Currently, ImageFlow works through spreadsheet export/import. The next step is direct API integration with Shopify, Amazon, and other platforms — enabling one-click batch uploading or updating product assets without manual file handling. (Most platform APIs require real merchant credentials, which limited the hackathon demo to sample spreadsheets.)
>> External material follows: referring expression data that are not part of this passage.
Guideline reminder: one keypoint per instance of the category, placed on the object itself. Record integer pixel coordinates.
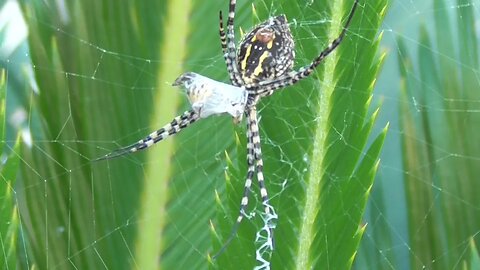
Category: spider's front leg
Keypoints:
(254, 163)
(207, 97)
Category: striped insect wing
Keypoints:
(267, 51)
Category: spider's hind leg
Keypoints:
(176, 125)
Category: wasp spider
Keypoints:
(262, 64)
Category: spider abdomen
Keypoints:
(267, 51)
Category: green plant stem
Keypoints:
(157, 171)
(313, 189)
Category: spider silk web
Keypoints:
(92, 212)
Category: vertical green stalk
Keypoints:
(313, 192)
(154, 198)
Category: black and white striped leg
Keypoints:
(269, 217)
(267, 88)
(246, 190)
(176, 125)
(228, 45)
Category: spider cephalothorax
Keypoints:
(267, 51)
(262, 65)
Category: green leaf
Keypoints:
(104, 69)
(8, 206)
(439, 122)
(317, 168)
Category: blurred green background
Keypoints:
(94, 76)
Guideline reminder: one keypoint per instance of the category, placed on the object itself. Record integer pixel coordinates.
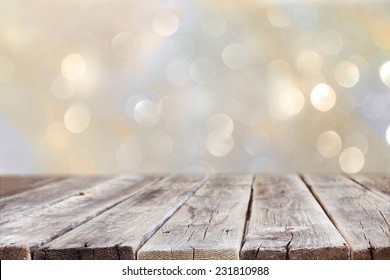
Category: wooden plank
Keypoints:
(12, 184)
(39, 227)
(286, 222)
(18, 205)
(210, 225)
(121, 231)
(378, 183)
(362, 217)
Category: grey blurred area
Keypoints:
(194, 86)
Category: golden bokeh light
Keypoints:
(385, 73)
(194, 86)
(73, 66)
(346, 74)
(77, 118)
(7, 69)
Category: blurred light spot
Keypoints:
(385, 73)
(278, 17)
(286, 103)
(330, 42)
(146, 113)
(323, 97)
(235, 56)
(132, 102)
(219, 147)
(135, 69)
(195, 142)
(219, 140)
(178, 72)
(172, 107)
(77, 118)
(305, 15)
(221, 125)
(203, 71)
(81, 161)
(128, 156)
(279, 73)
(7, 69)
(388, 135)
(62, 88)
(57, 135)
(165, 23)
(160, 144)
(73, 66)
(351, 160)
(346, 74)
(357, 140)
(308, 63)
(124, 44)
(329, 144)
(213, 25)
(255, 146)
(181, 46)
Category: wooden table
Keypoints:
(195, 217)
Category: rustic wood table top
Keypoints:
(321, 216)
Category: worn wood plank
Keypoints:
(18, 205)
(286, 222)
(125, 228)
(39, 227)
(12, 184)
(362, 217)
(377, 183)
(210, 225)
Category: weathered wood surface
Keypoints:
(40, 227)
(379, 183)
(192, 217)
(286, 222)
(18, 205)
(210, 225)
(362, 217)
(125, 228)
(12, 184)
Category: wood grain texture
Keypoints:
(18, 205)
(378, 183)
(362, 217)
(286, 222)
(39, 227)
(13, 184)
(210, 225)
(125, 228)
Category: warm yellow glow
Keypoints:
(77, 118)
(73, 66)
(385, 73)
(346, 74)
(278, 17)
(309, 63)
(57, 135)
(323, 97)
(7, 69)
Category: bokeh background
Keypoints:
(194, 86)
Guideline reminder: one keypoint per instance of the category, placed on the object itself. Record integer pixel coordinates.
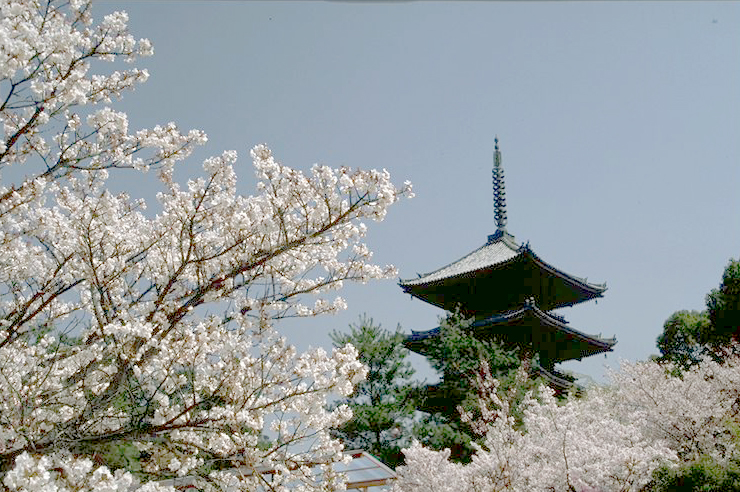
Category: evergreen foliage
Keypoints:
(383, 404)
(688, 335)
(704, 475)
(458, 358)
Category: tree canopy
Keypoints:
(139, 344)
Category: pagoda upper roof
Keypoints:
(547, 334)
(496, 277)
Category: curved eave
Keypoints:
(495, 286)
(528, 323)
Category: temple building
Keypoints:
(509, 292)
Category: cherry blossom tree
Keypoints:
(611, 439)
(153, 329)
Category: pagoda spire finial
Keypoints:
(499, 190)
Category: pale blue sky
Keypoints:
(619, 124)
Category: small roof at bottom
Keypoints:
(548, 334)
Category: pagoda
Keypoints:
(509, 292)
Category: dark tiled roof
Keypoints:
(498, 275)
(528, 324)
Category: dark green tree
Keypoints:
(689, 335)
(457, 357)
(383, 404)
(723, 305)
(704, 475)
(680, 341)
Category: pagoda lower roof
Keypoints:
(498, 275)
(548, 335)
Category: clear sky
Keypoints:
(619, 124)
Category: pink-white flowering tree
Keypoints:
(152, 329)
(611, 439)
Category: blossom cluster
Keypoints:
(153, 329)
(610, 439)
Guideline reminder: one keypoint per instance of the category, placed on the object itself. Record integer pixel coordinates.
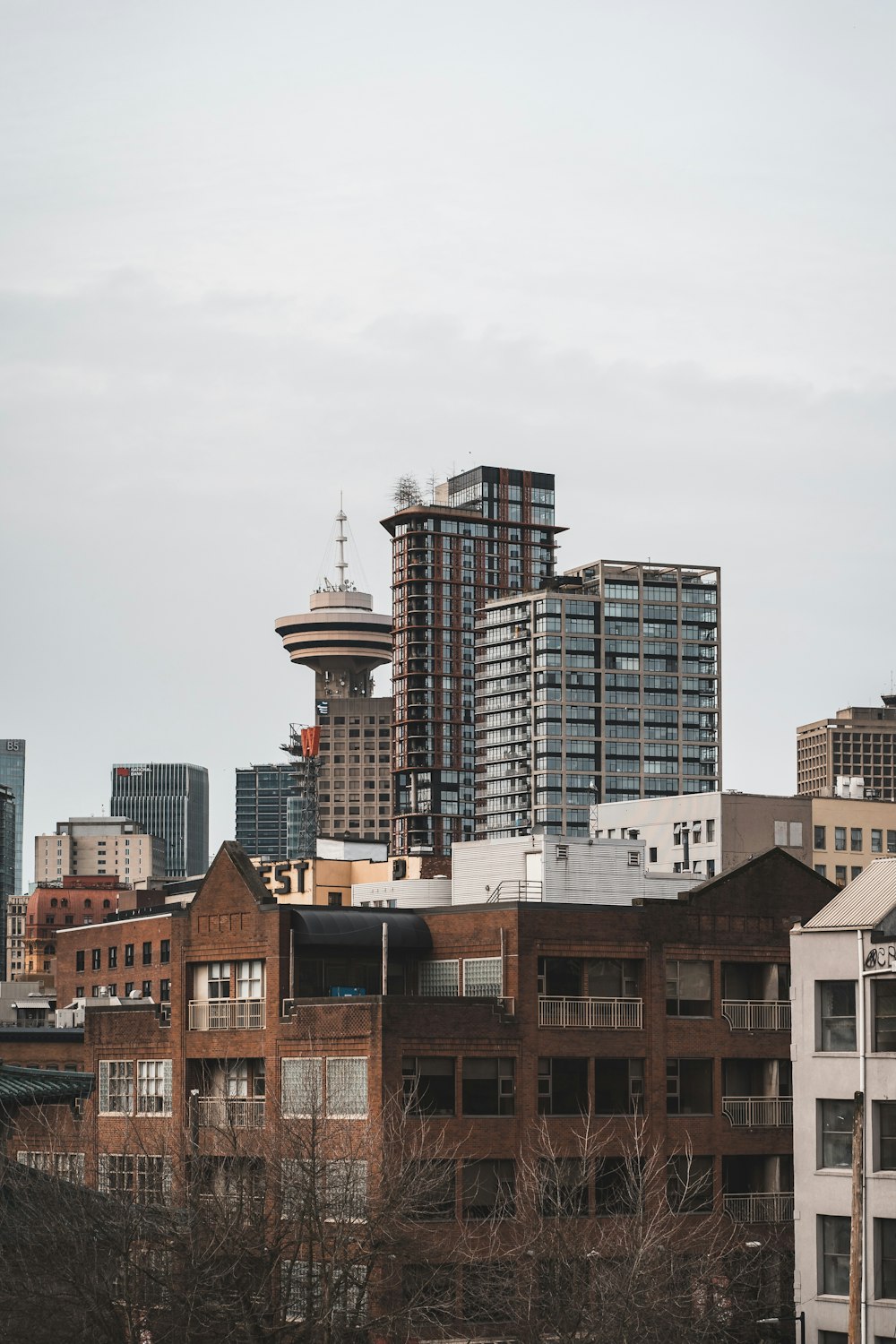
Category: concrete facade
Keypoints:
(844, 999)
(99, 846)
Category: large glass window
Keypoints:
(489, 1188)
(618, 1086)
(487, 1086)
(429, 1085)
(836, 1147)
(563, 1086)
(885, 1015)
(837, 1013)
(689, 1185)
(688, 988)
(689, 1086)
(833, 1234)
(885, 1245)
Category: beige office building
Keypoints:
(94, 846)
(857, 745)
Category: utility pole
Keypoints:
(856, 1225)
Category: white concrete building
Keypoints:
(844, 1042)
(707, 833)
(90, 846)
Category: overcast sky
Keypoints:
(257, 254)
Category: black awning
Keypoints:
(323, 927)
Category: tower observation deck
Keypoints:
(341, 639)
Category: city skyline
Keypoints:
(649, 255)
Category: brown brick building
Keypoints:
(500, 1023)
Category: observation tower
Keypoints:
(341, 639)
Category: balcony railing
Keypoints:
(756, 1013)
(758, 1112)
(616, 1013)
(775, 1207)
(226, 1013)
(230, 1112)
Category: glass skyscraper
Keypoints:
(13, 776)
(169, 801)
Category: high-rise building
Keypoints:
(268, 801)
(343, 640)
(99, 847)
(7, 866)
(169, 801)
(857, 745)
(602, 687)
(487, 532)
(13, 776)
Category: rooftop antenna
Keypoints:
(341, 564)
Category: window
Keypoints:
(62, 1166)
(489, 1188)
(833, 1236)
(134, 1176)
(116, 1086)
(688, 988)
(837, 1015)
(885, 1255)
(482, 978)
(440, 978)
(563, 1086)
(429, 1085)
(563, 1187)
(346, 1195)
(836, 1121)
(618, 1185)
(153, 1088)
(618, 1086)
(432, 1188)
(689, 1086)
(487, 1086)
(347, 1088)
(887, 1136)
(303, 1086)
(689, 1185)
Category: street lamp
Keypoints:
(788, 1320)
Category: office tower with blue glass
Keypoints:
(484, 534)
(13, 776)
(168, 800)
(605, 685)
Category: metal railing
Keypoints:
(616, 1013)
(758, 1112)
(230, 1112)
(756, 1013)
(774, 1207)
(516, 892)
(226, 1013)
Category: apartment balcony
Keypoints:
(756, 1013)
(230, 1112)
(613, 1013)
(228, 1015)
(772, 1207)
(758, 1112)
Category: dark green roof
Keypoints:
(40, 1086)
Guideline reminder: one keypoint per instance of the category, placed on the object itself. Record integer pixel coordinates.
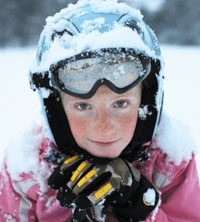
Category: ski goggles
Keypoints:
(82, 74)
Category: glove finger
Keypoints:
(82, 202)
(92, 180)
(81, 170)
(62, 174)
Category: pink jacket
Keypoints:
(24, 199)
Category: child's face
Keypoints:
(104, 124)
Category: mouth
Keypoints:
(104, 144)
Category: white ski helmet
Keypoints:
(98, 32)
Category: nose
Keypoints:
(104, 125)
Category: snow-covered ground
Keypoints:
(19, 105)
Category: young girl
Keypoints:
(109, 154)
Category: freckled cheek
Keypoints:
(79, 127)
(128, 124)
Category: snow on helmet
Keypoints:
(93, 30)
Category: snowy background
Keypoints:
(23, 22)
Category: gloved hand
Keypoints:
(117, 183)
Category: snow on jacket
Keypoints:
(25, 196)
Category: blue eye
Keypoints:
(120, 104)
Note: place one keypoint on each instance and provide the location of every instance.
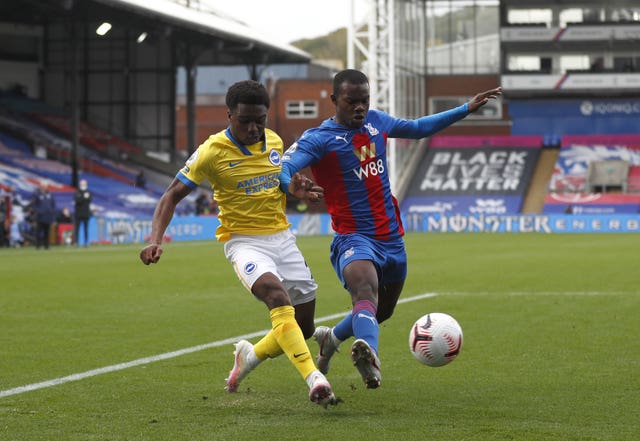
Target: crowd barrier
(185, 228)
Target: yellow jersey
(245, 183)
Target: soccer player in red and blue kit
(348, 157)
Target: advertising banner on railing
(459, 223)
(185, 228)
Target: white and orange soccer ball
(435, 339)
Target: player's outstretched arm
(483, 98)
(302, 187)
(161, 218)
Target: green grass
(551, 351)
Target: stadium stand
(596, 174)
(35, 147)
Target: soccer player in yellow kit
(242, 164)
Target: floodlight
(103, 28)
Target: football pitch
(96, 346)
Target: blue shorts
(389, 257)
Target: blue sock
(344, 329)
(365, 324)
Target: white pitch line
(165, 356)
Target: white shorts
(253, 256)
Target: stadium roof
(220, 39)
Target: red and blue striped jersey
(351, 166)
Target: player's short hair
(350, 76)
(247, 92)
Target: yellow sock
(289, 337)
(267, 347)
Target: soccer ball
(435, 339)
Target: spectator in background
(4, 221)
(82, 201)
(16, 240)
(141, 180)
(64, 217)
(44, 209)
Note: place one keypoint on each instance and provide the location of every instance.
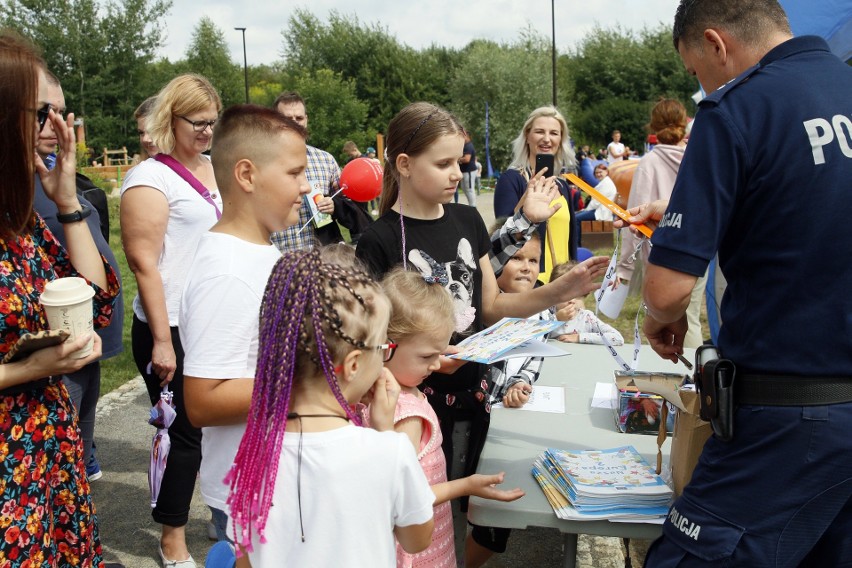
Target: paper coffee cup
(68, 305)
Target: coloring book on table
(609, 483)
(509, 337)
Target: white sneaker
(188, 563)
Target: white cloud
(451, 23)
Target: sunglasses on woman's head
(42, 115)
(199, 125)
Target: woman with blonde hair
(544, 132)
(654, 179)
(167, 203)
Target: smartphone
(30, 342)
(544, 161)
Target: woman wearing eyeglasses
(167, 203)
(48, 517)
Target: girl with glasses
(167, 203)
(308, 485)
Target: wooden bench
(111, 174)
(117, 157)
(597, 234)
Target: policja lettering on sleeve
(671, 219)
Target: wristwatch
(76, 216)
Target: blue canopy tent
(831, 20)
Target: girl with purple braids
(308, 483)
(448, 243)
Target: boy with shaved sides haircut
(259, 160)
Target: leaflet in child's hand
(510, 337)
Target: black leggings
(185, 455)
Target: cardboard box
(632, 415)
(690, 432)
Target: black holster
(714, 380)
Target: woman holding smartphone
(545, 132)
(50, 519)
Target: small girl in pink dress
(422, 320)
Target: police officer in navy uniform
(777, 124)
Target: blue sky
(417, 23)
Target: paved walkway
(130, 537)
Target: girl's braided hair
(313, 313)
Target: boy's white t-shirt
(190, 216)
(357, 484)
(219, 333)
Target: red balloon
(361, 179)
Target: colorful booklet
(311, 199)
(510, 337)
(615, 483)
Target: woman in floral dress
(46, 512)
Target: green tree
(99, 51)
(387, 75)
(335, 114)
(208, 55)
(513, 79)
(615, 76)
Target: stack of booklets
(615, 484)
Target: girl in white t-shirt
(615, 150)
(328, 492)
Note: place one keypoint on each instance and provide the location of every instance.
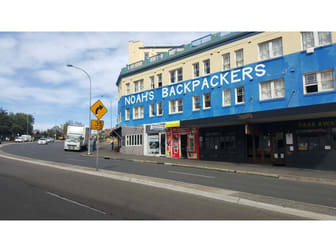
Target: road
(37, 192)
(318, 194)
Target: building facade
(261, 97)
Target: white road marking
(191, 174)
(75, 202)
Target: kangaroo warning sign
(98, 109)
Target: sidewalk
(278, 172)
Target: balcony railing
(173, 51)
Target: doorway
(184, 144)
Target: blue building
(261, 97)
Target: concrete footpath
(279, 172)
Batch Generation with Holiday/Seasonal Themes

Currently, ImageFlow generates images for one product at a time. Batch generation would let users select multiple products and update all of them at once — for example, one-click batch updating product images and copy across an entire catalog to match a holiday or seasonal theme (Christmas, Valentine's Day, Black Friday). Essential for sellers who need to refresh hundreds of listings simultaneously.

Multi-Language Description Generation

Cross-border sellers need descriptions in multiple languages. Gemini's multilingual capabilities could generate descriptions in English, Chinese, Spanish, and more — all optimized for each platform's SEO rules in that language.

Video Generation

As Gemini's video generation capabilities mature, extend ImageFlow to generate short product videos (360° rotation, lifestyle context) from the same reference photos.

AI Model Comparison

Let users generate the same prompt with different Gemini models side-by-side and choose their preferred result — useful for understanding quality/speed/cost tradeoffs.